= Michael Whouley =

American political lobbyist

Michael Whouley is an American Democratic Party political consultant who specializes in get out the vote operations. Whouley is President of the Dewey Square Group, a consulting firm that works for both political and corporate clients as lobbyists and campaign strategists.

Whouley, who spent his childhood and launched his career in the Dorchester section of Boston, Massachusetts, was a key strategist for Bill Clinton, serving as his field director during the 1992 election. Following Clinton's inauguration, Whouley became a lobbyist on behalf of pro-North American Free Trade Agreement (NAFTA) interests. During the 1996 election, Whouley served as director of Vice Presidential operations.

Whouley was a key strategist for both Al Gore in 2000 and John Kerry in 2004. Whouley helped jumpstart both Gore's and Kerry's comeback in the presidential primaries after they came close to being overtaken by Bill Bradley and Howard Dean respectively.

Whouley is regarded as one of the Democratic Party's best field strategists and as a result has earned the nickname "The Wizard". Despite this, he is fairly reclusive and very rarely does media interviews. He avoids reporters as much as possible.

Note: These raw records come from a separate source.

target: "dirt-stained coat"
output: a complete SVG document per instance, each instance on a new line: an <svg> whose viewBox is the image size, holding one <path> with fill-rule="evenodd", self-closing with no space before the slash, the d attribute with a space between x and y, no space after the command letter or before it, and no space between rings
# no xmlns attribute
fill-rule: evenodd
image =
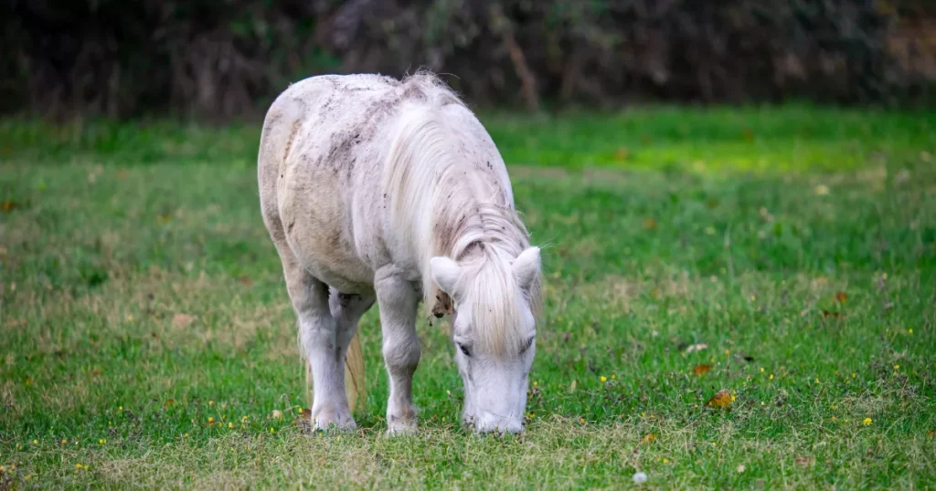
<svg viewBox="0 0 936 491"><path fill-rule="evenodd" d="M424 244L404 243L389 226L394 191L383 183L394 125L405 111L427 105L469 128L458 149L465 172L483 175L500 204L512 209L506 169L490 136L434 77L314 77L291 85L270 108L258 167L264 221L273 240L288 244L323 282L368 293L374 271L391 263L411 281L423 280ZM441 216L435 225L443 250L433 253L446 255L471 217L463 209L441 211L458 215Z"/></svg>

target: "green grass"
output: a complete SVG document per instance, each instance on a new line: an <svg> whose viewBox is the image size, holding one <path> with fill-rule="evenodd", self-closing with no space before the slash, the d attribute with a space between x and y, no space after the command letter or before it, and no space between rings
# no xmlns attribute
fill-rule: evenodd
<svg viewBox="0 0 936 491"><path fill-rule="evenodd" d="M385 437L375 310L360 429L292 425L258 124L0 122L0 488L936 486L936 117L483 119L548 246L519 437L459 426L426 320L421 433Z"/></svg>

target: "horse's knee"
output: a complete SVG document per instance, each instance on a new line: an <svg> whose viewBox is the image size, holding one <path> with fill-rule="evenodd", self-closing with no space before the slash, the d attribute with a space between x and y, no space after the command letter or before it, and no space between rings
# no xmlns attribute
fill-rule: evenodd
<svg viewBox="0 0 936 491"><path fill-rule="evenodd" d="M391 369L416 370L420 351L419 339L415 334L403 339L384 339L384 361Z"/></svg>

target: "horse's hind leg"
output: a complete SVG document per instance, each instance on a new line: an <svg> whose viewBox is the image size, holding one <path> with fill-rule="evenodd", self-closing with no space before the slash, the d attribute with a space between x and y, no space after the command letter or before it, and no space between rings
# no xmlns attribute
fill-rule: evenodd
<svg viewBox="0 0 936 491"><path fill-rule="evenodd" d="M286 290L299 317L300 341L312 369L315 427L335 425L353 428L355 422L344 394L344 354L353 329L331 314L329 287L299 264L288 245L278 242L276 248L283 261Z"/></svg>

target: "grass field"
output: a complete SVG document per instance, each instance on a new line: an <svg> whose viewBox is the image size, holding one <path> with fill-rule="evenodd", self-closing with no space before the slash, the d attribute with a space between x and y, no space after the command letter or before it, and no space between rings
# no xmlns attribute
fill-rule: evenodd
<svg viewBox="0 0 936 491"><path fill-rule="evenodd" d="M423 319L394 439L376 310L358 431L293 425L258 124L0 120L0 489L936 487L936 116L482 119L547 245L527 431L460 427Z"/></svg>

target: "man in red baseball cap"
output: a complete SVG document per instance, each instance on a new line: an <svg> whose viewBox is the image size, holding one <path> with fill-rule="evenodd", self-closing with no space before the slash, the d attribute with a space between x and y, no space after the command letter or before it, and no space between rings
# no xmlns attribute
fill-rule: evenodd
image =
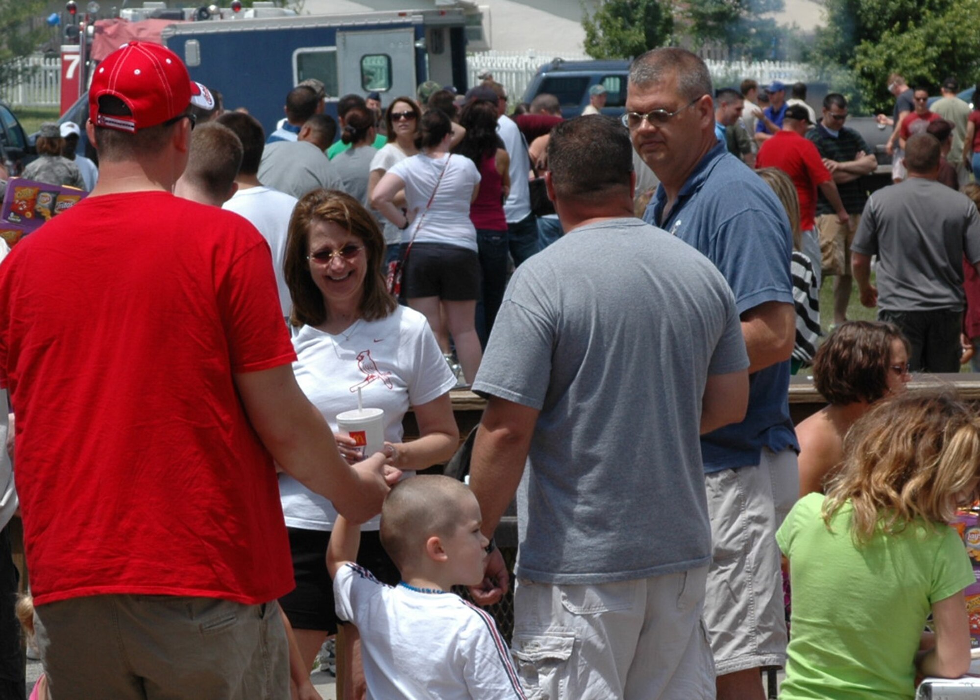
<svg viewBox="0 0 980 700"><path fill-rule="evenodd" d="M207 90L131 42L89 94L98 184L0 268L0 386L51 692L288 698L273 459L356 521L397 473L380 454L349 466L297 386L265 239L172 194Z"/></svg>

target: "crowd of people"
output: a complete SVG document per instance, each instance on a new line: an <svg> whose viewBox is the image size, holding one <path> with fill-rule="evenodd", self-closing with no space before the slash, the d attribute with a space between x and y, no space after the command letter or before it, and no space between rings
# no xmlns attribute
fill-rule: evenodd
<svg viewBox="0 0 980 700"><path fill-rule="evenodd" d="M15 613L41 700L316 700L333 634L349 697L760 700L783 667L789 700L911 698L965 673L974 575L943 524L980 494L980 417L906 384L980 340L980 118L954 150L962 110L900 110L904 85L897 183L868 196L843 95L817 120L776 81L760 109L678 48L633 61L621 119L600 89L508 116L488 77L335 122L308 80L270 134L164 47L110 55L91 196L0 266L0 523L20 503L32 596L8 525L0 694L24 697ZM59 155L79 130L42 128L34 171L87 187ZM852 276L879 322L847 320ZM795 425L803 367L828 405ZM415 475L457 451L461 381L487 400L468 485ZM374 437L342 425L366 412ZM479 606L512 584L509 645Z"/></svg>

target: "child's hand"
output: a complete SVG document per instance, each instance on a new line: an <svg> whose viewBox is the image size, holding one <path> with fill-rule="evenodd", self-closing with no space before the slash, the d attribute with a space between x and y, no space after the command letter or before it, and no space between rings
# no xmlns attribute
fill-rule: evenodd
<svg viewBox="0 0 980 700"><path fill-rule="evenodd" d="M500 601L511 587L511 575L504 563L504 555L495 549L487 556L483 582L469 586L469 595L476 605L486 607Z"/></svg>

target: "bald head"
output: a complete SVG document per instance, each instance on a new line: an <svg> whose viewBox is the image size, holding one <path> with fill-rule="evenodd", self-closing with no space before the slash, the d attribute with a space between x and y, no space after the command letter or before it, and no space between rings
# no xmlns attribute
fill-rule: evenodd
<svg viewBox="0 0 980 700"><path fill-rule="evenodd" d="M475 498L462 481L419 475L395 484L381 507L381 545L400 571L424 556L425 541L448 537L464 522L463 505Z"/></svg>

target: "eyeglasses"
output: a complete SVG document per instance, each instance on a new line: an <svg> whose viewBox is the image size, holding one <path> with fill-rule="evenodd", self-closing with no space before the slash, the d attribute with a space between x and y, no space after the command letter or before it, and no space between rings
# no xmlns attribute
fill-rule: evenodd
<svg viewBox="0 0 980 700"><path fill-rule="evenodd" d="M702 95L702 97L704 97L704 95ZM620 120L622 121L622 125L630 129L639 128L643 124L643 120L646 120L647 124L652 126L662 126L688 107L697 104L700 99L701 97L695 97L693 100L674 112L667 112L663 109L652 110L645 115L640 114L639 112L626 112Z"/></svg>
<svg viewBox="0 0 980 700"><path fill-rule="evenodd" d="M358 257L358 254L364 250L363 245L354 245L349 243L343 248L338 248L337 250L330 250L329 248L324 248L323 250L318 250L316 253L311 253L307 256L307 260L311 260L317 265L329 265L333 262L333 259L338 255L341 259L346 261L354 260Z"/></svg>
<svg viewBox="0 0 980 700"><path fill-rule="evenodd" d="M167 120L161 125L162 126L170 126L171 125L174 125L174 124L176 124L177 122L179 122L182 119L185 119L188 122L190 122L190 130L193 131L194 130L194 126L197 125L197 117L195 117L192 114L177 115L173 119Z"/></svg>

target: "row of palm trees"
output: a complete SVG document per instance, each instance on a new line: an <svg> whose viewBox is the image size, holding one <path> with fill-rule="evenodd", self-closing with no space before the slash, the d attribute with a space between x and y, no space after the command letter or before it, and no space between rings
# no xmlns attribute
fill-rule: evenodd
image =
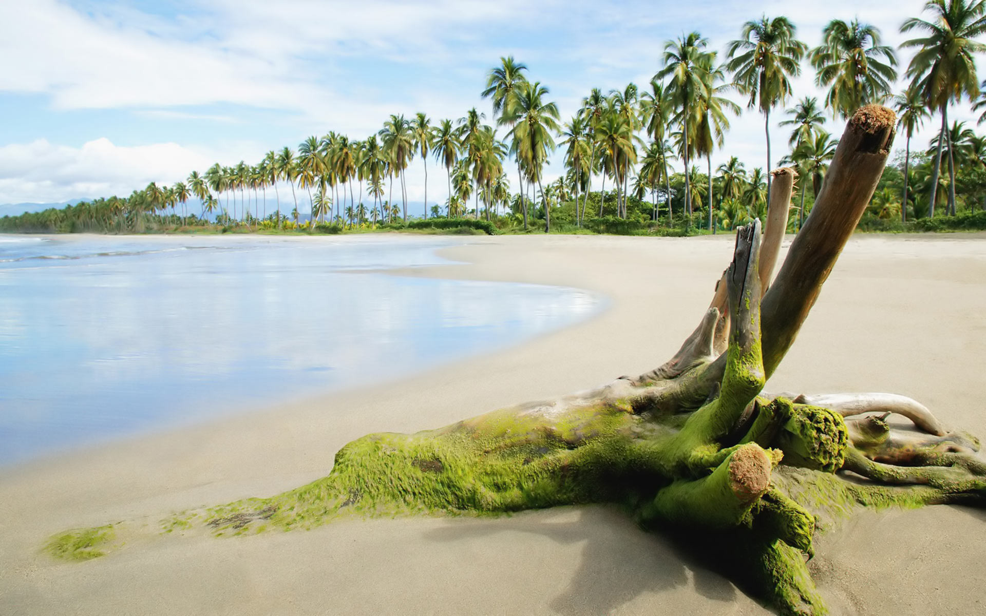
<svg viewBox="0 0 986 616"><path fill-rule="evenodd" d="M313 220L366 220L378 217L387 223L395 217L407 221L407 170L415 158L424 169L424 194L428 216L428 159L446 170L446 214L464 215L473 200L472 214L481 210L487 219L504 209L516 213L525 229L528 219L543 218L551 228L551 204L573 204L574 222L582 225L587 217L601 217L605 209L606 182L610 182L617 217L627 218L628 196L650 193L650 216L657 220L660 210L672 221L675 199L688 222L696 209L707 213L708 226L716 227L715 204L739 207L741 195L759 194L758 184L743 179L736 159L720 166L719 191L715 194L711 157L725 143L730 118L740 113L740 105L727 97L738 93L748 108L764 117L766 165L755 169L751 177L764 178L769 194L769 171L774 166L770 126L771 114L793 96L792 80L807 59L815 71L815 83L826 90L823 101L805 98L786 109L780 122L790 126L790 150L778 162L795 166L800 182L799 224L805 214L806 193L817 193L834 153L836 142L822 126L826 114L846 118L870 103L892 104L899 114L906 136L902 216L913 195L908 194L910 140L915 130L934 110L942 116L942 126L933 139L932 180L928 188L930 216L935 214L941 190L940 168L943 157L948 165L946 182L948 212L955 213L955 155L957 135L949 130L948 111L951 103L967 100L974 108L986 107L986 84L978 83L976 54L986 51L977 40L986 30L986 0L931 0L925 6L929 19L912 18L901 26L903 33L917 37L901 48L915 51L905 77L903 93L893 97L897 80L896 51L880 42L879 30L871 25L842 20L831 21L822 31L821 43L809 46L797 36L797 29L786 17L745 23L740 37L730 41L723 57L709 47L699 33L690 33L665 43L662 66L644 92L635 84L603 95L590 92L582 106L563 122L549 90L528 79L528 67L512 56L501 58L487 75L484 99L490 99L492 116L475 107L458 120L433 122L425 113L413 117L390 115L383 128L363 140L335 132L303 141L297 153L285 147L268 152L255 166L244 162L233 167L214 165L201 174L192 171L186 181L171 186L149 184L130 198L116 200L144 212L175 214L180 205L181 222L187 221L186 202L194 197L201 204L200 219L218 213L225 222L270 218L278 227L281 214L280 189L291 189L295 223L299 222L298 191L307 193ZM986 116L986 112L984 112ZM960 131L959 131L960 132ZM544 168L557 148L562 149L564 174L557 186L545 188ZM696 162L704 159L706 173L699 173ZM683 172L680 193L671 189L675 174L672 161L680 161ZM509 176L517 169L517 191L512 195ZM597 211L589 210L594 179L601 179ZM397 180L402 208L395 213L391 204ZM704 185L698 185L702 181ZM743 183L746 182L746 183ZM752 186L752 187L751 187ZM273 189L276 209L267 216L267 190ZM363 193L373 199L372 208L363 206ZM138 194L139 192L139 194ZM357 198L357 193L359 197ZM385 196L387 199L385 199ZM660 197L660 198L659 198ZM718 197L718 198L717 198ZM262 198L262 201L261 201ZM705 200L705 206L699 205ZM764 199L765 200L765 199ZM482 208L480 207L480 201ZM261 214L261 202L263 213ZM744 207L759 207L746 198ZM386 205L385 205L386 204ZM252 210L252 211L251 211ZM349 214L352 214L351 216ZM721 219L722 217L720 217ZM733 220L734 217L726 216Z"/></svg>

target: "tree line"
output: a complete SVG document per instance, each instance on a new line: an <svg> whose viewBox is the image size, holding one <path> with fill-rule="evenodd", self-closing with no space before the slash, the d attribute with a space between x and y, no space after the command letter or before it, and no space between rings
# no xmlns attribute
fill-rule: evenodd
<svg viewBox="0 0 986 616"><path fill-rule="evenodd" d="M837 145L822 128L826 115L844 119L874 103L896 109L905 154L902 167L888 166L874 197L873 217L955 216L978 207L980 198L986 209L986 141L963 122L950 125L948 120L950 106L963 101L973 109L986 109L986 82L979 83L975 67L977 55L986 51L978 40L986 31L986 0L932 0L922 15L927 19L910 18L900 26L901 33L914 37L899 49L881 44L880 31L856 19L829 22L813 48L783 16L743 24L722 56L699 33L683 34L665 42L662 65L646 88L631 83L608 94L593 89L568 121L549 100L549 89L529 78L527 65L504 57L489 71L480 93L491 103L490 123L475 107L456 120L433 121L423 112L392 114L378 133L362 140L336 132L312 136L296 150L268 152L256 165L216 164L173 185L151 182L128 197L5 217L0 229L50 227L66 220L74 227L117 232L213 220L223 226L297 228L302 226L299 193L303 205L308 197L310 226L326 218L337 226L406 223L406 171L415 160L424 170L428 218L429 159L446 171L444 207L433 206L432 216L482 217L525 230L534 220L545 232L551 230L552 214L576 227L598 228L601 219L673 226L677 217L678 224L700 224L710 231L733 229L765 212L774 161L771 114L781 109L785 119L779 124L791 133L777 163L794 167L801 178L798 215L792 217L796 230L810 210ZM894 92L902 50L913 55L903 73L906 88ZM824 99L805 97L785 108L794 97L792 80L805 61L825 90ZM733 157L712 169L712 153L724 147L731 118L742 111L728 98L732 93L763 115L763 168L747 171ZM926 149L912 152L914 132L936 113L941 117L937 135ZM986 111L979 122L984 118ZM564 173L545 184L544 167L559 151ZM674 171L675 163L681 171ZM395 183L399 205L393 198ZM962 194L956 195L956 187ZM270 189L275 199L268 214ZM200 205L198 214L187 211L192 198ZM282 210L285 204L292 208L290 216Z"/></svg>

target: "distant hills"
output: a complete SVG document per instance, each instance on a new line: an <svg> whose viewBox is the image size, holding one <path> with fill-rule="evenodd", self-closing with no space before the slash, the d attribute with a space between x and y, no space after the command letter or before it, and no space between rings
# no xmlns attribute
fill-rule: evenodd
<svg viewBox="0 0 986 616"><path fill-rule="evenodd" d="M20 216L25 212L41 212L48 208L63 208L66 205L75 205L83 199L72 199L71 201L59 201L57 203L2 203L0 204L0 217Z"/></svg>

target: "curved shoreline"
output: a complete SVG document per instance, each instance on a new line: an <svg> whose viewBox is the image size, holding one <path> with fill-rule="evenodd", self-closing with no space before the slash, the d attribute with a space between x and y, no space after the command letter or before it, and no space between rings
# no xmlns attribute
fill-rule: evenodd
<svg viewBox="0 0 986 616"><path fill-rule="evenodd" d="M769 386L904 393L986 437L978 415L986 242L950 240L854 237ZM519 347L379 387L0 477L0 611L765 613L667 537L645 535L604 507L182 538L83 565L36 555L44 536L69 526L296 487L327 473L339 446L370 432L435 428L650 370L694 327L733 248L731 236L468 241L443 250L467 263L400 273L570 286L609 297L610 307ZM331 422L321 411L329 406ZM984 521L982 512L942 507L860 518L822 538L812 561L821 592L847 613L974 612L986 601L976 583Z"/></svg>

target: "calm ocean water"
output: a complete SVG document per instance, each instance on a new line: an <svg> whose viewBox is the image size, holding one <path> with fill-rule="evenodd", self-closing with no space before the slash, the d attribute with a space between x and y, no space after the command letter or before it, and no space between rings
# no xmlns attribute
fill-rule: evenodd
<svg viewBox="0 0 986 616"><path fill-rule="evenodd" d="M595 312L574 289L376 270L449 238L0 236L0 464L385 381Z"/></svg>

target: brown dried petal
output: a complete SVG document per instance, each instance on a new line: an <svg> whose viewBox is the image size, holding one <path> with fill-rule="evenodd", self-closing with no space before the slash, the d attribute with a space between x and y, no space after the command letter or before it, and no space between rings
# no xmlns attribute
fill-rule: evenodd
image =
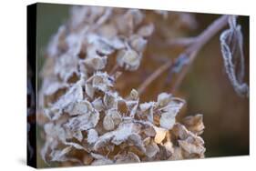
<svg viewBox="0 0 256 171"><path fill-rule="evenodd" d="M68 120L66 126L71 130L87 130L95 127L99 120L99 113L93 111L81 115L76 117L72 117Z"/></svg>
<svg viewBox="0 0 256 171"><path fill-rule="evenodd" d="M159 147L151 138L148 137L144 140L146 147L146 156L149 158L155 156L159 152Z"/></svg>
<svg viewBox="0 0 256 171"><path fill-rule="evenodd" d="M159 107L167 106L171 101L172 96L167 93L161 93L158 96L158 106Z"/></svg>
<svg viewBox="0 0 256 171"><path fill-rule="evenodd" d="M154 126L154 129L156 131L156 136L154 140L157 144L160 144L166 136L167 130L157 126Z"/></svg>
<svg viewBox="0 0 256 171"><path fill-rule="evenodd" d="M95 56L89 57L85 60L85 65L92 71L104 69L107 65L107 56Z"/></svg>
<svg viewBox="0 0 256 171"><path fill-rule="evenodd" d="M95 129L89 129L87 134L87 142L93 144L97 142L98 138L97 132Z"/></svg>
<svg viewBox="0 0 256 171"><path fill-rule="evenodd" d="M154 27L153 24L143 25L138 29L138 35L144 37L150 36L154 31Z"/></svg>
<svg viewBox="0 0 256 171"><path fill-rule="evenodd" d="M129 40L131 47L138 53L142 53L147 45L148 41L139 35L133 35Z"/></svg>
<svg viewBox="0 0 256 171"><path fill-rule="evenodd" d="M87 101L83 100L76 103L73 107L67 111L70 116L85 115L88 112L91 112L93 109L92 105Z"/></svg>
<svg viewBox="0 0 256 171"><path fill-rule="evenodd" d="M106 92L103 97L103 103L107 108L117 108L118 94L112 92Z"/></svg>
<svg viewBox="0 0 256 171"><path fill-rule="evenodd" d="M128 154L118 155L115 156L115 163L138 163L140 162L139 157L132 152L128 152Z"/></svg>
<svg viewBox="0 0 256 171"><path fill-rule="evenodd" d="M124 67L126 70L137 70L140 65L141 56L132 50L120 50L118 54L117 62L119 66Z"/></svg>
<svg viewBox="0 0 256 171"><path fill-rule="evenodd" d="M113 78L107 73L97 72L92 77L92 86L103 92L107 92L113 86Z"/></svg>
<svg viewBox="0 0 256 171"><path fill-rule="evenodd" d="M103 119L103 127L107 131L113 130L115 128L115 123L110 116L106 116Z"/></svg>
<svg viewBox="0 0 256 171"><path fill-rule="evenodd" d="M165 112L161 114L160 126L166 129L171 129L175 124L175 116L172 113Z"/></svg>
<svg viewBox="0 0 256 171"><path fill-rule="evenodd" d="M205 152L205 148L201 145L191 144L187 140L179 140L179 145L189 154L203 154Z"/></svg>

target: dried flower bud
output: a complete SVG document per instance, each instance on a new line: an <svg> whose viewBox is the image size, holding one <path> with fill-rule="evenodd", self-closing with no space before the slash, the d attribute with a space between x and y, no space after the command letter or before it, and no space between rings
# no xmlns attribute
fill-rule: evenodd
<svg viewBox="0 0 256 171"><path fill-rule="evenodd" d="M129 49L119 51L117 60L119 66L124 67L126 70L133 71L139 66L140 58L136 51Z"/></svg>

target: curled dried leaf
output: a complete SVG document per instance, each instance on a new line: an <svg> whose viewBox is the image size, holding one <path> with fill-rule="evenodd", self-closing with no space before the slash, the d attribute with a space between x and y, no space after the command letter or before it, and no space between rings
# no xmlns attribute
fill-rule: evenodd
<svg viewBox="0 0 256 171"><path fill-rule="evenodd" d="M154 140L157 144L160 144L166 136L167 130L157 126L154 126L154 129L156 131L156 136Z"/></svg>
<svg viewBox="0 0 256 171"><path fill-rule="evenodd" d="M191 131L196 135L203 133L204 125L202 122L202 115L198 114L194 116L187 116L182 120L182 124L186 126L188 130Z"/></svg>
<svg viewBox="0 0 256 171"><path fill-rule="evenodd" d="M117 62L119 66L126 70L137 70L140 65L141 56L134 50L120 50L118 54Z"/></svg>

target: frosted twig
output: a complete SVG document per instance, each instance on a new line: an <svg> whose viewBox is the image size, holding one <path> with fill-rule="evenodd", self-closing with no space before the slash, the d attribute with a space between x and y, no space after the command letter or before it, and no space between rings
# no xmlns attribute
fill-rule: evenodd
<svg viewBox="0 0 256 171"><path fill-rule="evenodd" d="M182 80L184 79L186 74L189 71L189 66L191 65L195 57L197 56L199 51L203 47L203 45L210 40L220 30L224 28L224 26L228 24L228 17L229 15L222 15L220 18L216 19L211 25L210 25L200 35L196 37L183 39L180 40L180 43L185 44L193 44L189 45L183 53L179 55L187 55L189 59L189 63L187 64L187 67L183 68L180 72L179 75L178 76L178 80L176 80L174 86L171 88L171 92L173 93L176 89L179 86ZM157 69L154 73L152 73L138 88L138 94L142 94L145 89L156 79L158 78L162 73L168 70L169 67L172 66L172 60L170 59L169 62L162 65L159 69Z"/></svg>
<svg viewBox="0 0 256 171"><path fill-rule="evenodd" d="M237 25L234 15L230 16L229 25L230 29L225 30L220 37L224 66L236 93L241 96L249 96L249 86L243 83L244 55L241 25ZM235 53L237 49L239 50L238 55ZM237 62L240 62L238 69L236 68ZM236 74L236 70L238 70L238 74Z"/></svg>

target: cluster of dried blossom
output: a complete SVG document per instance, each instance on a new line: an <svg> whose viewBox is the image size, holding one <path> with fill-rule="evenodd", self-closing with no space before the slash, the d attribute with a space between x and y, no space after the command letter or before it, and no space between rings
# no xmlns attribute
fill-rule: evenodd
<svg viewBox="0 0 256 171"><path fill-rule="evenodd" d="M124 70L138 68L154 31L145 12L93 6L71 12L49 44L42 72L39 108L47 117L42 158L105 165L204 157L202 115L178 123L184 100L161 93L155 102L140 103L135 89L122 97L114 87L118 72L105 70L114 56Z"/></svg>

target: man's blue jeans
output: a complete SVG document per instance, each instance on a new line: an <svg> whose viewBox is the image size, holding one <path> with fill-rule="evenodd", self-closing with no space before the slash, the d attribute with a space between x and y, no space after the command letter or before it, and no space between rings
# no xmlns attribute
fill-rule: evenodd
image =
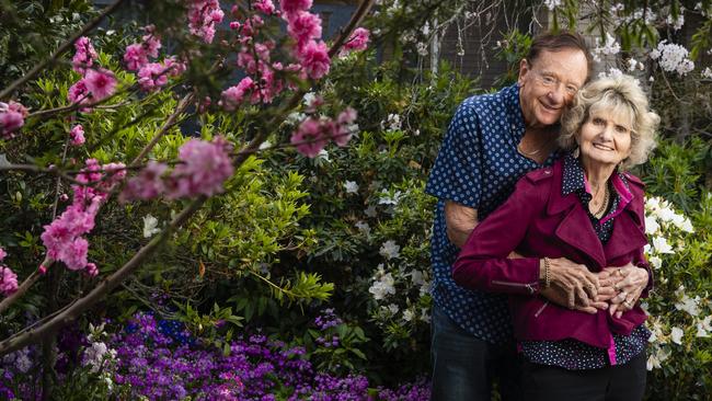
<svg viewBox="0 0 712 401"><path fill-rule="evenodd" d="M430 400L490 400L495 380L503 401L522 399L520 363L514 343L495 345L479 340L438 307L433 307L430 334Z"/></svg>

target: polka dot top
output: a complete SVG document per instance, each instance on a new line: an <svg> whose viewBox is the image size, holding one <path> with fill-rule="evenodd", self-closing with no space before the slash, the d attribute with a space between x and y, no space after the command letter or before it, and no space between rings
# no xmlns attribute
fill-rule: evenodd
<svg viewBox="0 0 712 401"><path fill-rule="evenodd" d="M625 176L620 173L616 174L628 188ZM588 210L592 194L588 191L584 169L581 167L578 159L573 158L571 154L564 157L561 192L564 196L575 193L581 199L584 209ZM610 239L613 232L613 220L621 205L621 196L618 192L611 191L611 195L613 199L608 211L600 219L597 219L588 211L590 222L601 243L606 243ZM615 358L612 360L608 350L598 348L576 340L522 341L520 348L525 357L535 364L559 366L569 370L596 369L629 363L645 351L650 334L650 331L643 324L633 329L630 335L613 334Z"/></svg>
<svg viewBox="0 0 712 401"><path fill-rule="evenodd" d="M491 343L512 341L507 296L455 283L450 271L460 250L447 238L444 207L445 200L453 200L478 209L478 217L484 219L507 199L522 175L553 164L555 154L539 164L517 151L524 133L516 84L467 99L450 122L425 188L439 199L430 239L435 305L463 330Z"/></svg>

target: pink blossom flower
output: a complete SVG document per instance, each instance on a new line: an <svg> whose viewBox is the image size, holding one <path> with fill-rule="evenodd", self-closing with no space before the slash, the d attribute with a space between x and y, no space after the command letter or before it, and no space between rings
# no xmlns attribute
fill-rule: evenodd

Mark Halperin of Time reported on December 14, 2007, that Michael Whouley had been working for Senator Hillary Clinton's Iowa campaign for several weeks. Whouley also ran Clinton's New Hampshire operation in January 2008.

==In film==
Comedian/actor Denis Leary portrayed Whouley in the 2008 HBO movie Recount.
 Whouley objected to his character's swearing in the film as well as a scene in which he breaks a chair.